Nearly a million Ukrainians are leaving the country every year, according to Ukrainian Foreign Minister Pavel Klimkin, warning the country will face severe labor shortages in the years to come.
“We are really in a catastrophic situation with a million Ukrainians leaving every year,” the minister said in an interview with Ukrainian ICTV.
Klimkin said that Poland alone has received around 1.4 million Ukrainians recently, and that nearly 30 percent of the population of the western Polish city of Wroclaw now speaks Ukrainian.
According to Ukraine’s foreign ministry, about three million Ukrainian migrants currently live in Russia, and up to two million in Poland.
Kiev reportedly sees labor migration as the second biggest threat to the country’s national security. According to a poll carried out by Research & Branding Group last June, 33 percent of Ukrainians were ready to leave the country for good and move to another country for permanent residence.
Labor migration from Ukraine has been growing over the past five years. Apart from Russia and Poland, Ukrainians are moving to Slovakia, the Czech Republic, Hungary, Latvia, Lithuania, Estonia, and Spain.
The current situation is expected to worsen in the years to come, according to Ukrainian Deputy Minister of Social Policy Olga Krentovska. In April, she said the current labor migration would lead to labor shortages that will put Ukraine’s economic stability at risk in just a couple of decades.
Kiev has appealed to Ukrainians leaving the country, attempting to persuade them to choose European countries over migrating to Russia.
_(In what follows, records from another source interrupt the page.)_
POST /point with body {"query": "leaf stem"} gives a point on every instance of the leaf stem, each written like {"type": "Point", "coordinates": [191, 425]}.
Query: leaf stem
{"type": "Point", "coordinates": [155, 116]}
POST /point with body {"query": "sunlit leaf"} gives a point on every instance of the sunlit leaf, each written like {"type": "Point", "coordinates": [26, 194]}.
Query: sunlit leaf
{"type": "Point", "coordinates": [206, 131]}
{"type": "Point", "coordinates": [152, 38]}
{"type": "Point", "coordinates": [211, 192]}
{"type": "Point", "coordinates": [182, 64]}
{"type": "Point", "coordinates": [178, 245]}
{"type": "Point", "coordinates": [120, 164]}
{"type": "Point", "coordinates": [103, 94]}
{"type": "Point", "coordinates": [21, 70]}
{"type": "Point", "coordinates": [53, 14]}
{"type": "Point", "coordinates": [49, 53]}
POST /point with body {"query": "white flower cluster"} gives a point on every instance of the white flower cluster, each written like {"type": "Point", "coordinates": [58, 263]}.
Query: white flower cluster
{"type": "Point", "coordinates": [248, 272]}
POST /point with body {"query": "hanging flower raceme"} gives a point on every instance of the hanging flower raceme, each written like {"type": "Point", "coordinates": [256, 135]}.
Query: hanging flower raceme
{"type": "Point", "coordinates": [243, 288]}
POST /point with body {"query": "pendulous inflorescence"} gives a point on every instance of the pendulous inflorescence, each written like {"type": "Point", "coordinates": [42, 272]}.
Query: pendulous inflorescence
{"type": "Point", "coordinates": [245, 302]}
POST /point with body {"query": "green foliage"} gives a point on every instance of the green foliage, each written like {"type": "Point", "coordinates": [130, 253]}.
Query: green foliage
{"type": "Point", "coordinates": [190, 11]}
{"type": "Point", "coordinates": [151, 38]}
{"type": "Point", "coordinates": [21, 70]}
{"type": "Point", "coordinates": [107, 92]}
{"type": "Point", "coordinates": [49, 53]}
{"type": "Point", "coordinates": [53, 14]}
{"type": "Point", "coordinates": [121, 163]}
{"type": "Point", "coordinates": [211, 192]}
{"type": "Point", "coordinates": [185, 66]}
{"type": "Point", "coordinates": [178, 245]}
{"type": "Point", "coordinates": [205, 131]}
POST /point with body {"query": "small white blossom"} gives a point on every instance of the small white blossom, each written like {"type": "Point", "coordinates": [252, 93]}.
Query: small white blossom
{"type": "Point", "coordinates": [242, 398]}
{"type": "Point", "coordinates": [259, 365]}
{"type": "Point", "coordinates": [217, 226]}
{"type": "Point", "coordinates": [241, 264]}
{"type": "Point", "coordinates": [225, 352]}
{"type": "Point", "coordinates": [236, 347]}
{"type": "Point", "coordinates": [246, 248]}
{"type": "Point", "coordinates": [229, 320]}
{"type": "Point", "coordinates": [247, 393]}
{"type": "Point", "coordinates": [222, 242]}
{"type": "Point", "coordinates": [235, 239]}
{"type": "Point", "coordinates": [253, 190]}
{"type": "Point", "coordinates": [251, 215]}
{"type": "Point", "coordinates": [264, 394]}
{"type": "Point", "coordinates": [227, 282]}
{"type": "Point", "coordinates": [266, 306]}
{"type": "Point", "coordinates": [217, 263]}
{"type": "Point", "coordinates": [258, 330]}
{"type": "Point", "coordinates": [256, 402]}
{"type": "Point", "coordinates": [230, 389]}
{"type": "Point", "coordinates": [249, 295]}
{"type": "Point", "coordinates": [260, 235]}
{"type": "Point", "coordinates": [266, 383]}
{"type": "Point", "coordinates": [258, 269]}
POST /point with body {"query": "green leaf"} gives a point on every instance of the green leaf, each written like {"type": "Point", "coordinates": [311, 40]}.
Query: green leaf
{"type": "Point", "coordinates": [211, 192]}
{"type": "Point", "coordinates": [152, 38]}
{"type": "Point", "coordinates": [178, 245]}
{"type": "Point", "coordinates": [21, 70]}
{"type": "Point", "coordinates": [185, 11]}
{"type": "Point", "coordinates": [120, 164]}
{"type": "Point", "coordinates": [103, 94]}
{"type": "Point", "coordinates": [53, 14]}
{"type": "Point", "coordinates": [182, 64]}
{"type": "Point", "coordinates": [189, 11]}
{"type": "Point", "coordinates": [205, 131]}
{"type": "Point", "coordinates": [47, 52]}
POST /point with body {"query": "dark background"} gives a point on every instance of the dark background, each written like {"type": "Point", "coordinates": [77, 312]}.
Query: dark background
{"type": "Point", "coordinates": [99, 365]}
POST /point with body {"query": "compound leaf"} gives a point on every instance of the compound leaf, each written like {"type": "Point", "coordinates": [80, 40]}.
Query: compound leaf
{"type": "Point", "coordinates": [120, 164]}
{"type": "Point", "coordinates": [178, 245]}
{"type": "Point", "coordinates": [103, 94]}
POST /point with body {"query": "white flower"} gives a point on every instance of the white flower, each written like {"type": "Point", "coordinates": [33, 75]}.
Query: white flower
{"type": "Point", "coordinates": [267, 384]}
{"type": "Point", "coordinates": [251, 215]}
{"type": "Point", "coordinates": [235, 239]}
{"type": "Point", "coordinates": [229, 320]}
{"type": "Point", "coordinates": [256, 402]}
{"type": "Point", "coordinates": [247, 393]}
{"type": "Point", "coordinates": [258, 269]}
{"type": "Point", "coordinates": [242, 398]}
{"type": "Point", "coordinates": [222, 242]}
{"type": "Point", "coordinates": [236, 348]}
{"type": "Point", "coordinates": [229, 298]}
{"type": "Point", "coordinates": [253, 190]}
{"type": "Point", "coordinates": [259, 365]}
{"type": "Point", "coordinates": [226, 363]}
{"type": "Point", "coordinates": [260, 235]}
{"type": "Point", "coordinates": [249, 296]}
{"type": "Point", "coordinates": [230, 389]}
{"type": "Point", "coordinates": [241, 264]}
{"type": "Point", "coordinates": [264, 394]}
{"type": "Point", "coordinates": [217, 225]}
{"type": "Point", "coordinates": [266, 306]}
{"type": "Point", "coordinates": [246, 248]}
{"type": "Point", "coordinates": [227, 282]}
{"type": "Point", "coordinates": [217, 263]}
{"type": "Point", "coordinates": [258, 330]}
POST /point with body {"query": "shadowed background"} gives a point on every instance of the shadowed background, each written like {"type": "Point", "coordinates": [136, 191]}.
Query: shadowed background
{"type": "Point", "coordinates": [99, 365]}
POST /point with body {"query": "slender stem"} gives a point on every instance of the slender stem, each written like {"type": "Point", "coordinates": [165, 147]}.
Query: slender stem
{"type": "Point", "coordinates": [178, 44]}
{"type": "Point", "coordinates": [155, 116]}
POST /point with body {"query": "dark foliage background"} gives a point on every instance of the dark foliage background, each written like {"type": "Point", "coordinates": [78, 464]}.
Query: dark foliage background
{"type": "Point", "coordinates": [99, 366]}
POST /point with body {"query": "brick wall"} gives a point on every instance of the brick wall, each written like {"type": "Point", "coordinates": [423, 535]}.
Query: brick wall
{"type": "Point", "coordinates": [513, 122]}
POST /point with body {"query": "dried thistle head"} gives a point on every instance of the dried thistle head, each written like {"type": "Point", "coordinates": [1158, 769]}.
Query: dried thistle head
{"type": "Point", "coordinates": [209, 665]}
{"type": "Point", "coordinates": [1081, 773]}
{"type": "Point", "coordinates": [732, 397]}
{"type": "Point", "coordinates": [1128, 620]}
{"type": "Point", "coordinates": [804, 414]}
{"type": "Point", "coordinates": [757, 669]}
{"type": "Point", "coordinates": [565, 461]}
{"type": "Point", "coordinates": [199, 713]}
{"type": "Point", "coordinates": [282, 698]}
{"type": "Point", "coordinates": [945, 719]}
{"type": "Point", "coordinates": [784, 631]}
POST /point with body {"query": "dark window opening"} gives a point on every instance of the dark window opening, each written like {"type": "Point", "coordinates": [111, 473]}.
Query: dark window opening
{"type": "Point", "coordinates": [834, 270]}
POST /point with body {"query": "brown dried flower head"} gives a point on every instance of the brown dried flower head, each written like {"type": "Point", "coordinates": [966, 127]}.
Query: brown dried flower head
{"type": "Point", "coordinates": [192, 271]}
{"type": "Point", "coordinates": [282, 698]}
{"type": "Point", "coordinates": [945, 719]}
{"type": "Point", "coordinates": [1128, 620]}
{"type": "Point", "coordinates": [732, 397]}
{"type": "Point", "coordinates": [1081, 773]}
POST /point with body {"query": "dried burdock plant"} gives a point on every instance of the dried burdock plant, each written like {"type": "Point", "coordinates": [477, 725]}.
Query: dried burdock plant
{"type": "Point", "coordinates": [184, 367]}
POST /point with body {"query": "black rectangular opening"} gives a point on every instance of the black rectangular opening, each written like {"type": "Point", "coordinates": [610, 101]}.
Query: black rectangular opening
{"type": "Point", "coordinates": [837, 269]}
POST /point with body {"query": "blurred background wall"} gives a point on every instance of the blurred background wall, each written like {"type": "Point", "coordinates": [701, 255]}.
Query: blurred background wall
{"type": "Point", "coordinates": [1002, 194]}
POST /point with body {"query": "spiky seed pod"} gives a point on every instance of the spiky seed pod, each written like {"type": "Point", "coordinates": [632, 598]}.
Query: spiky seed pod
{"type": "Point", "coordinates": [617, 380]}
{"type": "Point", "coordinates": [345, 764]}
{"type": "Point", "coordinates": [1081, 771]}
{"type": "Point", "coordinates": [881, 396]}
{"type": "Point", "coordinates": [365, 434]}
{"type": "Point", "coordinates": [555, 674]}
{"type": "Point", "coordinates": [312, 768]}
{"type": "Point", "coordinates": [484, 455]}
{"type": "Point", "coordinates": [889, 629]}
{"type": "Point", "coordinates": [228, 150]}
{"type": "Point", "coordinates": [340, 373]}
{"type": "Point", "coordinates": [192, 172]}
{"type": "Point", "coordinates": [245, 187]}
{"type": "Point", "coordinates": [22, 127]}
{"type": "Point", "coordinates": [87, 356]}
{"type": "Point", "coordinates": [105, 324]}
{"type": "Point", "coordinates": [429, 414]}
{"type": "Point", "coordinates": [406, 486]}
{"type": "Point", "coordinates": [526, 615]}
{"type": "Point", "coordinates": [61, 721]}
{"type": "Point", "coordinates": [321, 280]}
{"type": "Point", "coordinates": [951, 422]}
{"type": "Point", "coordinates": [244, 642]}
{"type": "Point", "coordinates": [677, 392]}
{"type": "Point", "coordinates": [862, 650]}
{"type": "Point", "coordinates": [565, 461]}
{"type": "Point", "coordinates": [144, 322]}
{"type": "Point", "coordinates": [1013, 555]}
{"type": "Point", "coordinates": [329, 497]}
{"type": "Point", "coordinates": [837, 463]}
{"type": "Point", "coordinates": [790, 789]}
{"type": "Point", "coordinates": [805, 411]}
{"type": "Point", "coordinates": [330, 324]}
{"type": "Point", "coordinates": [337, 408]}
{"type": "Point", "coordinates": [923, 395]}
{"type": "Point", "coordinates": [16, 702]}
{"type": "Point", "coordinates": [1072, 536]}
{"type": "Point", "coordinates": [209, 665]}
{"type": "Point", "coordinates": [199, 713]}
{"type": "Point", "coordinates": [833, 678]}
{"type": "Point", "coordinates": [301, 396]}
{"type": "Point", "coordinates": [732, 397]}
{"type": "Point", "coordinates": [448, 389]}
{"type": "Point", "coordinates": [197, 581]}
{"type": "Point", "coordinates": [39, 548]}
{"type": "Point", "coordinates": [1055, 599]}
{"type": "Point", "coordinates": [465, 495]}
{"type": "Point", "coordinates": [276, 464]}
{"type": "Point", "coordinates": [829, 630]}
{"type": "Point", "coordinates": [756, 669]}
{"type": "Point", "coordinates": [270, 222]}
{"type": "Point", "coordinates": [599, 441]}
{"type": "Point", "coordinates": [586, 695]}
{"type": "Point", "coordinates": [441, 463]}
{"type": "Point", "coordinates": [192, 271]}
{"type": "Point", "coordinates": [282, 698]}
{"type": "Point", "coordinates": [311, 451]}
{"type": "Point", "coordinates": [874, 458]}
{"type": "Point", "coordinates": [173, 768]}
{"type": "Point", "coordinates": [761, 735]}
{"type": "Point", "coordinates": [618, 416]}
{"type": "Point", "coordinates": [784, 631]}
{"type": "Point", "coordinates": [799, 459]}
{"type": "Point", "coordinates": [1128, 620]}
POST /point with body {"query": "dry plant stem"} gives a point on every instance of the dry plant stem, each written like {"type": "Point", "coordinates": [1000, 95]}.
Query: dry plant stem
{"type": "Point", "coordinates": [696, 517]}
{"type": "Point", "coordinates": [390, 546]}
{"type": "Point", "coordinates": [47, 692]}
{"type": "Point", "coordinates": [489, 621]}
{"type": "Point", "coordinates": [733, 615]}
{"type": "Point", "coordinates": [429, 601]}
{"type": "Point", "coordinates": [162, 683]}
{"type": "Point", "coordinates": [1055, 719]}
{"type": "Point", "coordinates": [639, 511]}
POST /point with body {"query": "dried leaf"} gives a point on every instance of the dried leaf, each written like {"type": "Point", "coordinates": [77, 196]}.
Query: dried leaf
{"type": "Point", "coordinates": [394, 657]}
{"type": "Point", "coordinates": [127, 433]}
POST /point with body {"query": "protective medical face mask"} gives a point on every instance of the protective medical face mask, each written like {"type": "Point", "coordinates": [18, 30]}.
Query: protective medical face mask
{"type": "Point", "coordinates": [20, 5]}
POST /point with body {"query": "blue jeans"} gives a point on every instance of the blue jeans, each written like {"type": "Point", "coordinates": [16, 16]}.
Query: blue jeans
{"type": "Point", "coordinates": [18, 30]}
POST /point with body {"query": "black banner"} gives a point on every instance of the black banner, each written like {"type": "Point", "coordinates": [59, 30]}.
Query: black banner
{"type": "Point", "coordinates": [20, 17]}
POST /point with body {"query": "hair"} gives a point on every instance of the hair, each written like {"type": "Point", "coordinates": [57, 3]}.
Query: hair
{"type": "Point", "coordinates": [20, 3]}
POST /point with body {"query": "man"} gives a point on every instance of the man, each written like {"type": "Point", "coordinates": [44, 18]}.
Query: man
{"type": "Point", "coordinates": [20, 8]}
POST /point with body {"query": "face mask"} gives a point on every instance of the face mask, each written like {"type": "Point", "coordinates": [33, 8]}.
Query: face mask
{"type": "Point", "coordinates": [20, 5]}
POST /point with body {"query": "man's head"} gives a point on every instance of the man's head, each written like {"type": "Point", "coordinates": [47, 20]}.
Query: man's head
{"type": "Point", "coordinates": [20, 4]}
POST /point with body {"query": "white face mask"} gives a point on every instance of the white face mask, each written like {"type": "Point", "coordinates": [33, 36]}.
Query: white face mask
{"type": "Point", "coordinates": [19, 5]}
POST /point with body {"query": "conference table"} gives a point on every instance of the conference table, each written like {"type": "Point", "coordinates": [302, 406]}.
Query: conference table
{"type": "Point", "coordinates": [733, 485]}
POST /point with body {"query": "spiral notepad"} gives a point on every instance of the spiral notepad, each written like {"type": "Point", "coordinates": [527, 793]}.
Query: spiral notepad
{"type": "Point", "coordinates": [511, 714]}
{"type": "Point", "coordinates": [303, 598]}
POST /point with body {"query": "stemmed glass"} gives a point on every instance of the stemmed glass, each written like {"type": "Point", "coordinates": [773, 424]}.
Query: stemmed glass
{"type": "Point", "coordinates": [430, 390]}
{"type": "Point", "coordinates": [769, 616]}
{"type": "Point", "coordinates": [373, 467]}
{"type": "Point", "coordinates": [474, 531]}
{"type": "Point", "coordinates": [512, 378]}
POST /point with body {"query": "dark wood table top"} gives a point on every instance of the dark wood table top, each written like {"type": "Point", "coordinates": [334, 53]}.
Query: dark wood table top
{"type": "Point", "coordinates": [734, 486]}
Last week, Ukrainian Infrastructure Minister Volodymyr Omelyan said that Kiev may sever all remaining public transport links with Russia, which includes passenger trains and buses, due to national security concerns.
Ukraine's population has seen a dramatic decline since the country declared its independence from the Soviet Union in 1991. From its 1993 peak of more than 52 million people, the country's population had decreased by nearly 10 million by the end of 2016, according to official figures. That's a net 18 percent drop.